ロシアの侵攻が始まってからウクライナの子供たち数百万人が住む場所を追われた

 私たちは学歴を競い、仕事や出世を競い、収入を競い合う。

 その理由は欲するものを得るためである。競争して勝つことを子供時代から刷り込まれ、その先入見は思考や精神に組み込まれ育まれる。

 その根源は生存競争と深いかかわりがある。

 生物が限られた自然環境内で生存し、子孫を残す種間競争では、鳥や蝶は羽の色を、動物なら個体の大きさなど、遺伝的により良い条件を自分が具えていることをアピールすることで雌の気を惹き、種を残すチャンスをうかがう。

 人は自身と他人とを比較してしまいがちだが、自身と他者の優劣を決めたり、何が違うか、その差を比較したりするのは、優位であれば結婚、出世、所得などの人生に影響を及ぼすからだろう。

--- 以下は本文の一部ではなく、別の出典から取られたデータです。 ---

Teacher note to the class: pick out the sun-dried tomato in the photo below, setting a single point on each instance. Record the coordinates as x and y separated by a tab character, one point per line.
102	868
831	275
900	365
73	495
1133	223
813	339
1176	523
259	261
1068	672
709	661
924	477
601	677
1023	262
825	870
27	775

 しかし、競争すれば、対立が生じることもある。対立は生物にとって非常に深いところに根ざしたものといえる。

 自然界において普段、オオカミは鹿など捕えた獲物を分け合うが、特定の季節、交尾期には、動物たちは種間競争のため攻撃的にもなる。

分断と対立が生じるわけ

 実際、私たちの住む世界には心理的、物理的にも、数多くの矛盾や混乱をはらんでいる。

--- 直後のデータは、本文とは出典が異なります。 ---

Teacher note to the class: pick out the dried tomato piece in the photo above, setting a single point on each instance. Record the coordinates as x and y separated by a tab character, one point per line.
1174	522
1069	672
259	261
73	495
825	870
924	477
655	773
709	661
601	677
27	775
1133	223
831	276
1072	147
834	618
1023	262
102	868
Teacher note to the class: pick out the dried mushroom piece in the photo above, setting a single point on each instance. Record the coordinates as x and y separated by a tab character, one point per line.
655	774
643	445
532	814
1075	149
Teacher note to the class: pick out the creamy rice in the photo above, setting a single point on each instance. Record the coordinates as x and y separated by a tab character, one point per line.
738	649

 時代や場所を問わず、人が生きるということは、途方もなく膨大で複雑な問題と向き合わなければならない。

 身近な生活のところでは真面目に働いても解決しない経済的な問題、社会に蔓延する不正義、理不尽、男女間の葛藤、集団間の対立、社会的差別、政治や宗教による社会の分断。

 分断、対立は争いの火種だが、争いは人類の歴史とともにある。

 旧石器時代の約1万5000 年前、アフリカ・スーダンのヌビア砂漠で、夥しい数の人が武器で殺傷されている。これは確認される歴史上最古の人類の戦争とされる。